A vaccine works by mimicking a natural infection. A vaccine not only induces immune response to protect people from any future COVID-19 infection, but also helps quickly build herd immunity to put an end to the pandemic. Herd immunity occurs when a sufficient percentage of a population becomes immune to a disease, making the spread of disease from person to person unlikely. The good news is that SARS-CoV-2 virus has been fairly stable, which increases the viability of a vaccine.
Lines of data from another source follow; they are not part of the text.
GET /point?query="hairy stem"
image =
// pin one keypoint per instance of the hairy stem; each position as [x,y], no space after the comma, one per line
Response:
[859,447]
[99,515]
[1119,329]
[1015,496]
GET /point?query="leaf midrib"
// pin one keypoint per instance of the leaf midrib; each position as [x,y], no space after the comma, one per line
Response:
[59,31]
How many types of vaccines are there?

There are broadly four types of vaccine — one, a vaccine based on the whole virus (this could be either inactivated, or an attenuated [weakened] virus vaccine); two, a non-replicating viral vector vaccine that uses a benign virus as vector that carries the antigen of SARS-CoV; three, nucleic-acid vaccines that have genetic material like DNA and RNA of antigens like spike protein given to a person, helping human cells decode genetic material and produce the vaccine; and four, protein subunit vaccine wherein the recombinant proteins of SARS-COV-2 along with an adjuvant (booster) is given as a vaccine.

What does it take to develop a vaccine of this kind?

Vaccine development is a long, complex process. Unlike drugs that are given to people with a diseased, vaccines are given to healthy people and also vulnerable sections such as children, pregnant women and the elderly. So rigorous tests are compulsory. History says that the fastest time it took to develop a vaccine is five years, but it usually takes double or sometimes triple that time.